LLM orchestration patterns: agents, tools, and loops —
On this page
Skip to contentOverview
Agent frameworks have proliferated faster than the empirical evidence supporting them. LangGraph, AutoGen, CrewAI, DSPy — each claims to solve the orchestration problem, but they solve different problems. This log maps the landscape by pattern, not by framework name.
ReAct: Reason + Act
ReAct is the simplest agent pattern and the most widely deployed. The model alternates between thinking (reasoning about what to do) and acting (calling a tool). Each cycle produces a thought, an action, an observation, and repeats until the model decides it has enough information.
Pros:
- Simple to implement. One loop, one prompt template.
- The model decides when it’s done, not a hard-coded iteration limit.
- Works surprisingly well for single-step tool use.
Cons:
- No memory between cycles.
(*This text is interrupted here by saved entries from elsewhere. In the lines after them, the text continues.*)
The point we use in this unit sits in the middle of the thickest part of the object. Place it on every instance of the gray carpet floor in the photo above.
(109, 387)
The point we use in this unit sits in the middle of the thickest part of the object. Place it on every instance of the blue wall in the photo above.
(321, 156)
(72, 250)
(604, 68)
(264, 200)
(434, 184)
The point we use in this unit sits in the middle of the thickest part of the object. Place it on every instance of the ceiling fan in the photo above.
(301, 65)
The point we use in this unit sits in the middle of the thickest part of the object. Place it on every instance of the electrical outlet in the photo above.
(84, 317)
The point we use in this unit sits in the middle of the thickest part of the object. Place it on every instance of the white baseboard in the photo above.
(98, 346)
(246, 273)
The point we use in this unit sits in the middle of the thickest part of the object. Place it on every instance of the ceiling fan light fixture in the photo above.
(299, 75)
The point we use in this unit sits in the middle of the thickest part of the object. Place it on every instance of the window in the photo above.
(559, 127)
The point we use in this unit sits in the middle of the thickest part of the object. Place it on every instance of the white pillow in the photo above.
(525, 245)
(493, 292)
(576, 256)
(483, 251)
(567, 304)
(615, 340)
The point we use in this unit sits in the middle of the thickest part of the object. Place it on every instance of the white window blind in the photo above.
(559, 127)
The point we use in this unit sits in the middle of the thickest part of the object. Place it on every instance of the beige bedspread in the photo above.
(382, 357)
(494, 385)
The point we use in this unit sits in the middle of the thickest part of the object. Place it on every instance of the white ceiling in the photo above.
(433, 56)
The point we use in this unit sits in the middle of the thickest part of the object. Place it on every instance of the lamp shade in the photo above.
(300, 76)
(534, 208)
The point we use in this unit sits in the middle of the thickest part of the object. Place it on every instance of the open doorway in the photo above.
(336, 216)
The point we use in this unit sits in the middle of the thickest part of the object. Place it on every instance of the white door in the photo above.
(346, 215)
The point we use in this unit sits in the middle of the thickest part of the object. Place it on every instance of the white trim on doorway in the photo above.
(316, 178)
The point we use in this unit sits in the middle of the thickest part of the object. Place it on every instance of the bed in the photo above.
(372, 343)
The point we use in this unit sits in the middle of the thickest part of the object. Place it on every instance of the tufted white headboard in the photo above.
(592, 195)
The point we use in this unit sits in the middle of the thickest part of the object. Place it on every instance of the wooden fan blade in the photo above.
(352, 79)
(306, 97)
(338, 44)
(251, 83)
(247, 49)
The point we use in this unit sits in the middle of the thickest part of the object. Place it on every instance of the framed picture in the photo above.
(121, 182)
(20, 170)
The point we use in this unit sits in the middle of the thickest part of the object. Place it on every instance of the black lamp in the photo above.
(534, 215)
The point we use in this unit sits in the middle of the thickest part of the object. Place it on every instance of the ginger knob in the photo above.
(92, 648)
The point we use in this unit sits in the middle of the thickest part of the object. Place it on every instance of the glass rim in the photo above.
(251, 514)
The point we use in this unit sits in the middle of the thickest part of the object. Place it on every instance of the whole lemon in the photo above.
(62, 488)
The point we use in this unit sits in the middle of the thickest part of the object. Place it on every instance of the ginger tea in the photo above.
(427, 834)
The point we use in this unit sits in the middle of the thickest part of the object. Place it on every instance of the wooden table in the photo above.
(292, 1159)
Each thought is based on the full conversation history, which grows unbounded.
- The model can get stuck in thought-action-observation loops if the tool output doesn’t provide the right signal.
- No way to plan ahead. The model reacts to each observation rather than following a strategy.
Plan-and-Execute
Plan-and-Execute separates the planning phase from the execution phase. The model first generates a plan (a sequence of steps), then executes each step sequentially.
Pros:
- The plan can be validated before execution begins.
- Steps can be parallelized if they’re independent.
- Easier to debug — you can see the plan and the execution separately.
Cons:
- Plans are brittle. A single failed step can invalidate the entire plan.
- The model’s planning ability is significantly weaker than its reasoning ability.
- Requires a separate prompt for planning vs. execution, which doubles the token cost.
Tool-Augmented Generation
This is the pattern most people call “RAG with tools” but it’s distinct from both ReAct and Plan-and-Execute. The model has access to a set of tools but doesn’t explicitly reason about when to use them. Instead, the system routes tool calls based on input classification.
Pros:
- Predictable routing. You know which tool will be called for which input type.
- No reasoning overhead. The model just generates the tool parameters.
- Easier to test and monitor.
Cons:
- Classification is fragile. Misclassifying an input sends it to the wrong tool.
- No ability to combine tools. If a task requires three tools, the system needs to orchestrate them externally.
- The model can’t discover new tool use patterns.
When Each Pattern Breaks
- ReAct breaks when the task requires more than 5-6 action cycles. The conversation history becomes too long, and the model loses track of which tools have been called.
- Plan-and-Execute breaks when the environment is non-deterministic. A plan that works in testing may fail in production because the state changed between planning and execution.
- Tool-Augmented Generation breaks when the input space is open-ended. If you can’t reliably classify inputs into tool categories, the routing fails.
Current Focus
Building a hybrid pattern that combines ReAct’s flexibility with Plan-and-Execute’s structure. The model generates a plan, but can revise it mid-execution based on observations. Early results are promising but the revision logic is the hard part.